Publisher's Viewpoint

Ron Finklestein, president and owner of AKRIS, LLC stated in his YouTube video that there are three "key issues" most important to business owners and operators-they want more money, more time and more productive employees. He believes this can be accomplished with the right attitude, a strategy and good discipline. First, the owner, operator or CEO within any organization must take ownership of their businesses problems. They are your problems and without taking ownership of them, nothing will change. You can't just blame others for the issues. Second, a business must have a strategic plan. Without that, you are a rudderless ship going around in circles. With a clear strategy you can identify who your customer is, what skills your employees need to have and exactly what needs doing to grow your business. Finally, you need to stay focused and stay disciplined. A bad strategy that is well executed can be hugely successful. A good strategy that is not well executed will likely fail!

Define your role and keep on-point

Wikipedia says business leaders are responsible for "creating the business plans including the strategic plan created during the strategic planning process and associated resourcing plans necessary to cause the organization to be successful." The operational manager is responsible to bring the resources and processes together to achieve the objectives of the business plan.

Key Performance Indicators, or KPI's, are used to measure an organizations success. Success is defined in terms of making progress toward the strategic and operational goals. Choosing the right KPI is reliant upon having a good understanding of what is important to your organization and its activities. KPI's should be designed to identify improvements or failings and often identify other tasks that need addressing.

Wikipedia goes on to say "a business manager is defined as a person who manages the work of others in order to run a business efficiently and make a large profit." The business leaders should have working smarts of the following areas and may be a specialist in one or more: sales, marketing and public relations; research, operations analysis, data processing, mathematics, statistics and economics; production; finance; accounting, auditing, tax and budgeting; purchasing; and personnel.

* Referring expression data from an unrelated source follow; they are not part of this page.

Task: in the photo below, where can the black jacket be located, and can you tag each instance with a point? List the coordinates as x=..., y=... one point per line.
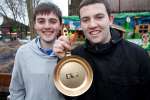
x=121, y=70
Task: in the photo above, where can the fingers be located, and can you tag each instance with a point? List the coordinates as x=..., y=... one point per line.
x=61, y=45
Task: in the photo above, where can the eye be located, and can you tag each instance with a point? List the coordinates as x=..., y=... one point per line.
x=53, y=21
x=41, y=21
x=84, y=20
x=99, y=16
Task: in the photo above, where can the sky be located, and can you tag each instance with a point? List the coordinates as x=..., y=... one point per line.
x=62, y=4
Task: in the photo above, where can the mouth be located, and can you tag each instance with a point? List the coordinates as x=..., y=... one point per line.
x=94, y=32
x=48, y=32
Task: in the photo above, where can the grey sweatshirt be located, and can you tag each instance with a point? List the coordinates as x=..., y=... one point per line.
x=32, y=76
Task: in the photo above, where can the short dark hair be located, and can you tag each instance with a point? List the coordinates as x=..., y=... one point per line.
x=88, y=2
x=46, y=8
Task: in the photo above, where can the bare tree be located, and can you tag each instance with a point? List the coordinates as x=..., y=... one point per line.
x=31, y=4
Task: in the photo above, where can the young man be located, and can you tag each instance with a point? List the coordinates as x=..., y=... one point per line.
x=32, y=77
x=121, y=69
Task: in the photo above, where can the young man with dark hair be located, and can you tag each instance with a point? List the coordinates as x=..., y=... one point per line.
x=121, y=69
x=32, y=76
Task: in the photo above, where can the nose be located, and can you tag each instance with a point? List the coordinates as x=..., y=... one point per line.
x=92, y=23
x=47, y=25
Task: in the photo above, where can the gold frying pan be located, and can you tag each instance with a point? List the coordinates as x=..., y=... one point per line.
x=73, y=76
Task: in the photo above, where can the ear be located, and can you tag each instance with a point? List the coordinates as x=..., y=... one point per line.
x=111, y=19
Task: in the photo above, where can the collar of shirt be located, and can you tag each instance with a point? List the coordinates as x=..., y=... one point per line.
x=47, y=51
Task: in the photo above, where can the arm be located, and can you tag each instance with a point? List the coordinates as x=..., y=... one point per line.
x=17, y=89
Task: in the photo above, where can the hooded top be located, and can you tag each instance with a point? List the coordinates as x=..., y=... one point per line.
x=32, y=77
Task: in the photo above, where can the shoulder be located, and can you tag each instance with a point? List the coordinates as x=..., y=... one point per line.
x=134, y=49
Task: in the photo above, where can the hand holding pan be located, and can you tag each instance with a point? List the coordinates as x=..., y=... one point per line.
x=73, y=75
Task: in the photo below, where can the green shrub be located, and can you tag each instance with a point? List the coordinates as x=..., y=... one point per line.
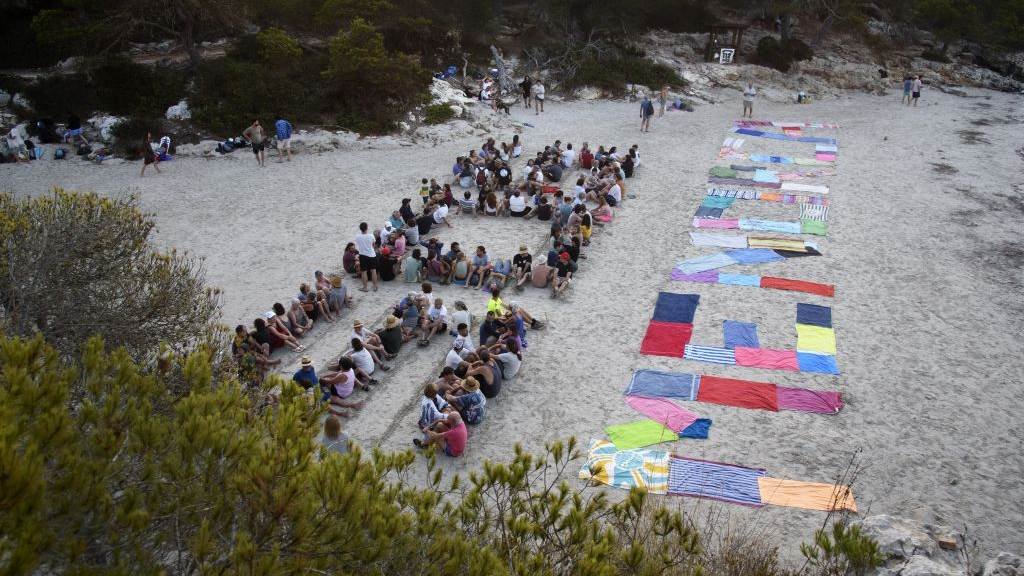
x=437, y=114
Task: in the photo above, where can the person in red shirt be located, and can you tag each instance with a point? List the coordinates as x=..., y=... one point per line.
x=450, y=435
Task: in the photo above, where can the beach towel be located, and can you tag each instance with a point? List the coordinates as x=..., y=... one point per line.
x=711, y=222
x=663, y=411
x=717, y=202
x=655, y=383
x=797, y=187
x=820, y=363
x=718, y=240
x=827, y=290
x=793, y=245
x=676, y=307
x=769, y=225
x=740, y=394
x=710, y=354
x=804, y=400
x=813, y=212
x=639, y=434
x=627, y=469
x=708, y=212
x=739, y=279
x=754, y=255
x=706, y=262
x=814, y=315
x=666, y=338
x=815, y=338
x=698, y=429
x=737, y=333
x=767, y=358
x=710, y=277
x=813, y=227
x=796, y=494
x=702, y=479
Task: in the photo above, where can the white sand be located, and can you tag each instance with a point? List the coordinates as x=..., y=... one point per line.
x=928, y=311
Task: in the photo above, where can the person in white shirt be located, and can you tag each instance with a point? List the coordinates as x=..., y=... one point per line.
x=568, y=156
x=368, y=255
x=538, y=89
x=436, y=321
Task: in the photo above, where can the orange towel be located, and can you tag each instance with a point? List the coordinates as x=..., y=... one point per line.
x=810, y=495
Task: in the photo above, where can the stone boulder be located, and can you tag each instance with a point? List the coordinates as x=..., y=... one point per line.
x=1005, y=564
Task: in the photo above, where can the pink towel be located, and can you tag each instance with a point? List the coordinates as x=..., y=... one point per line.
x=809, y=401
x=663, y=411
x=710, y=222
x=767, y=358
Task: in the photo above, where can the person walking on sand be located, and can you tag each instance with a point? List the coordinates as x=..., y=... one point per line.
x=749, y=94
x=254, y=134
x=526, y=85
x=284, y=129
x=368, y=256
x=646, y=112
x=148, y=157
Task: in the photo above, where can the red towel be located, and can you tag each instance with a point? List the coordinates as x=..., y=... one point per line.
x=666, y=338
x=741, y=394
x=798, y=286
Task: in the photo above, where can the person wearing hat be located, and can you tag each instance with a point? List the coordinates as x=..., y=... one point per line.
x=391, y=336
x=563, y=273
x=471, y=404
x=450, y=435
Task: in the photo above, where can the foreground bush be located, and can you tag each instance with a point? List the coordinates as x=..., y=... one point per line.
x=75, y=264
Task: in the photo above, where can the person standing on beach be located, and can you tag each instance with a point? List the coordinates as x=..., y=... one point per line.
x=148, y=157
x=254, y=134
x=368, y=256
x=284, y=129
x=749, y=94
x=646, y=111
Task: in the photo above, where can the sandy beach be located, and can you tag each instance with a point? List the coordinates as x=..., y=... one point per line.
x=926, y=247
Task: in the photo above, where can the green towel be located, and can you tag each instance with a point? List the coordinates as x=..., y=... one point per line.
x=717, y=202
x=723, y=172
x=639, y=434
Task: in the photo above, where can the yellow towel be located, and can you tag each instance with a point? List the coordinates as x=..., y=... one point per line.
x=816, y=339
x=810, y=495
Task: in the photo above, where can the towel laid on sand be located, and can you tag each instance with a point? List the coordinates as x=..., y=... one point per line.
x=796, y=494
x=627, y=469
x=704, y=479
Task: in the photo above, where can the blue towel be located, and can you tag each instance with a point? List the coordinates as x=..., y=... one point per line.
x=754, y=255
x=710, y=354
x=814, y=315
x=820, y=363
x=712, y=480
x=655, y=383
x=709, y=212
x=676, y=307
x=739, y=279
x=742, y=334
x=697, y=429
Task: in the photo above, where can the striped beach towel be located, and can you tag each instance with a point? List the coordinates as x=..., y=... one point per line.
x=710, y=354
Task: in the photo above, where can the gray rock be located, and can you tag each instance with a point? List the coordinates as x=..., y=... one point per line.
x=1005, y=565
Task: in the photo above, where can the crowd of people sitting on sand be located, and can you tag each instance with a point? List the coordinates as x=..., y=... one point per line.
x=400, y=250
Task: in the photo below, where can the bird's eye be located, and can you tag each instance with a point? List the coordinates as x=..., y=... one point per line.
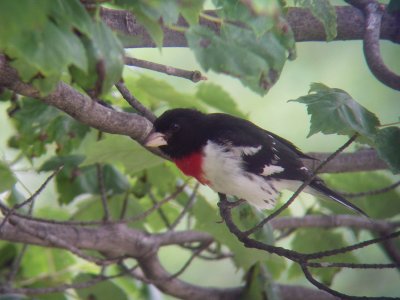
x=175, y=127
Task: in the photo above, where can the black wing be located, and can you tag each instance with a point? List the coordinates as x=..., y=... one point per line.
x=275, y=151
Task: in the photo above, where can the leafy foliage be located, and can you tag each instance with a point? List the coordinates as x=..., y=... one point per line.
x=40, y=126
x=55, y=36
x=52, y=40
x=7, y=177
x=256, y=56
x=333, y=111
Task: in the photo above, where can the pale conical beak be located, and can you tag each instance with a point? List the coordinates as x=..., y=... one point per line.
x=155, y=139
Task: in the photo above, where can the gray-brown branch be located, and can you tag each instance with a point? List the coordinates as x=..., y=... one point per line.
x=305, y=26
x=120, y=240
x=85, y=110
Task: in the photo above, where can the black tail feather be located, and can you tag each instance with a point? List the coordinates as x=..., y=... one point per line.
x=319, y=186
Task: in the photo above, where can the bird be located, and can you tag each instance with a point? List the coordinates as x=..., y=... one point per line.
x=233, y=156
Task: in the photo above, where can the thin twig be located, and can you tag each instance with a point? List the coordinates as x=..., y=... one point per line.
x=11, y=211
x=160, y=211
x=303, y=186
x=372, y=192
x=325, y=288
x=351, y=265
x=125, y=205
x=194, y=76
x=103, y=192
x=135, y=103
x=17, y=261
x=189, y=261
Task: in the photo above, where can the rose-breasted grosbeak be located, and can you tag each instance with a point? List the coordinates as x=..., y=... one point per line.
x=235, y=157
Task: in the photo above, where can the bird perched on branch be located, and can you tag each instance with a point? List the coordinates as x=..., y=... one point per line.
x=235, y=157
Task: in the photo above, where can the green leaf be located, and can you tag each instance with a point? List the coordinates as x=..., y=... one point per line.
x=316, y=239
x=387, y=144
x=40, y=125
x=214, y=96
x=149, y=14
x=379, y=206
x=208, y=220
x=72, y=13
x=238, y=52
x=325, y=12
x=257, y=19
x=334, y=111
x=7, y=177
x=72, y=183
x=104, y=290
x=38, y=261
x=260, y=285
x=105, y=58
x=120, y=150
x=14, y=21
x=191, y=9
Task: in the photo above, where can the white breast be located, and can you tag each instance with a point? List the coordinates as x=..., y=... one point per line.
x=222, y=168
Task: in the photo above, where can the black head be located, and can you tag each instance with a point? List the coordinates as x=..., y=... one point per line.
x=179, y=132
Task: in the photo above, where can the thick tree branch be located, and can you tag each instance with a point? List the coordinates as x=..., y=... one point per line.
x=91, y=113
x=305, y=27
x=194, y=76
x=373, y=12
x=79, y=106
x=143, y=247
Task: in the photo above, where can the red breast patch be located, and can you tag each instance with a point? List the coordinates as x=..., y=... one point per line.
x=191, y=165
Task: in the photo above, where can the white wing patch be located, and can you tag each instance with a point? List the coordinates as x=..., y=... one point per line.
x=246, y=150
x=224, y=172
x=271, y=169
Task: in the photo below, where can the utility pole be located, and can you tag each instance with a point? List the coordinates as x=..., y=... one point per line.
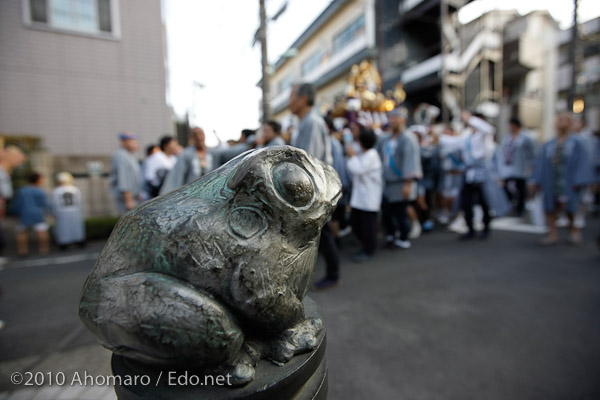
x=266, y=89
x=573, y=57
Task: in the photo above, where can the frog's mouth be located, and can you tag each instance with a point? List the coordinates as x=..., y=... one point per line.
x=299, y=268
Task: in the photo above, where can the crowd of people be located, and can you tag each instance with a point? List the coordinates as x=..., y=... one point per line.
x=398, y=179
x=33, y=207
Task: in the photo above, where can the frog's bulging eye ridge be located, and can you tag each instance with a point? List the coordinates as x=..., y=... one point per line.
x=247, y=222
x=293, y=184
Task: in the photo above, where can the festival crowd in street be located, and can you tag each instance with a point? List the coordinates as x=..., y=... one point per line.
x=398, y=179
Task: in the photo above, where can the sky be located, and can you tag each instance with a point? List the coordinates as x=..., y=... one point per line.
x=213, y=68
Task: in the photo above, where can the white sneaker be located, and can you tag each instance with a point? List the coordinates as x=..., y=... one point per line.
x=415, y=230
x=403, y=244
x=562, y=222
x=579, y=221
x=443, y=219
x=345, y=232
x=458, y=225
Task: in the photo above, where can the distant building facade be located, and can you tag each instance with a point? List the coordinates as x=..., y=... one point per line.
x=75, y=73
x=587, y=82
x=341, y=36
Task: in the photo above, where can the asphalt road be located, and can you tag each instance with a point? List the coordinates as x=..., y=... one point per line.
x=500, y=319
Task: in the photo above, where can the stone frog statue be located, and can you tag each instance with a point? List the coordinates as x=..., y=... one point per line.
x=212, y=275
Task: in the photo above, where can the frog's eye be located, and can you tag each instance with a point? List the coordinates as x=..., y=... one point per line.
x=293, y=184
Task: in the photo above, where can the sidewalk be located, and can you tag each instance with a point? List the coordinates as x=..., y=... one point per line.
x=92, y=360
x=480, y=320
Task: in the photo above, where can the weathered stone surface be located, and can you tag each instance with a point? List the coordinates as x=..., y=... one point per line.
x=212, y=275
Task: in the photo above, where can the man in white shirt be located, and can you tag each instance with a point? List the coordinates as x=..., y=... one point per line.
x=478, y=186
x=159, y=164
x=367, y=188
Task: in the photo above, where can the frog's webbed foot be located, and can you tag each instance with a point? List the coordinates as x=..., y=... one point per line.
x=243, y=368
x=299, y=339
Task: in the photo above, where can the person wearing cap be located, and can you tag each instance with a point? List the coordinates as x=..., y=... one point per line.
x=125, y=174
x=401, y=157
x=195, y=161
x=562, y=170
x=312, y=136
x=514, y=160
x=271, y=135
x=158, y=165
x=479, y=185
x=66, y=204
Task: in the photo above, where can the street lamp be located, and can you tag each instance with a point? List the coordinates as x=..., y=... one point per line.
x=199, y=86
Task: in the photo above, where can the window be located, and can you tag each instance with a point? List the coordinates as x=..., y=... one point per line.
x=313, y=62
x=285, y=83
x=347, y=36
x=85, y=16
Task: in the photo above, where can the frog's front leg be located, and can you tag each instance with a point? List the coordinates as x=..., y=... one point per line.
x=301, y=338
x=158, y=319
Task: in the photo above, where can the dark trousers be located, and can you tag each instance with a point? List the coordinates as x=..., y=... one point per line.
x=364, y=226
x=519, y=196
x=395, y=218
x=330, y=252
x=470, y=195
x=2, y=239
x=425, y=214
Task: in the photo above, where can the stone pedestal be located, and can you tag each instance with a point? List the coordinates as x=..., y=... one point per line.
x=303, y=377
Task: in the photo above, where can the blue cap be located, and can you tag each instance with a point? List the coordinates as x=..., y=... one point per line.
x=398, y=112
x=127, y=136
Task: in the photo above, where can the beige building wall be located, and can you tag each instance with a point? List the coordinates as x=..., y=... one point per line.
x=76, y=91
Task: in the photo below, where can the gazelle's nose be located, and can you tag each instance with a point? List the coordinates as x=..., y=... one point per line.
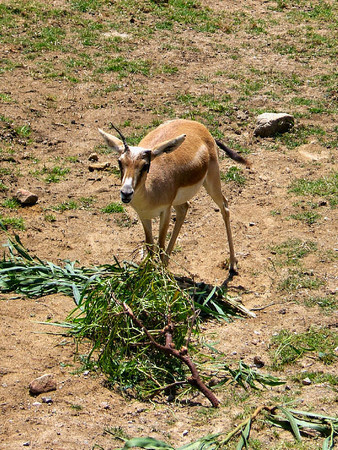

Move forward to success with the right team

Clearly, there is no rational way to expect that any one person or couple of people poses all of these skills, no matter the size of their organization. Thus, the owner or operator must honestly identify their strengths and weaknesses and then fill in their skill gaps with a team of people who can effectively work together to achieve the company's best end-results. This does not mean hire friends or family that will tell you what you want to hear. A certain amount of healthy debate around different ideas leads to the best plans. Although, in the end everyone must agree to execute the plan to get the results desired. If you don't get the results you are looking for, don't just change the plan or the managers or employees thinking this will fix it all. Yes, in some cases switching people may be necessary. But first, rethink the execution strategy. Ask yourself the tough questions. Did you take all the steps that were necessary to make the plan work? If not, why not? Are your expectations and time lines realistic? What stages should you be at and when? What steps need to be done next to make it work?

And lastly, write this on your wall or put this on your desk so that you can look at it every day. A bad strategy that is well executed can be hugely successful. A good strategy that is not well executed will likely fail! Own your failures and successes.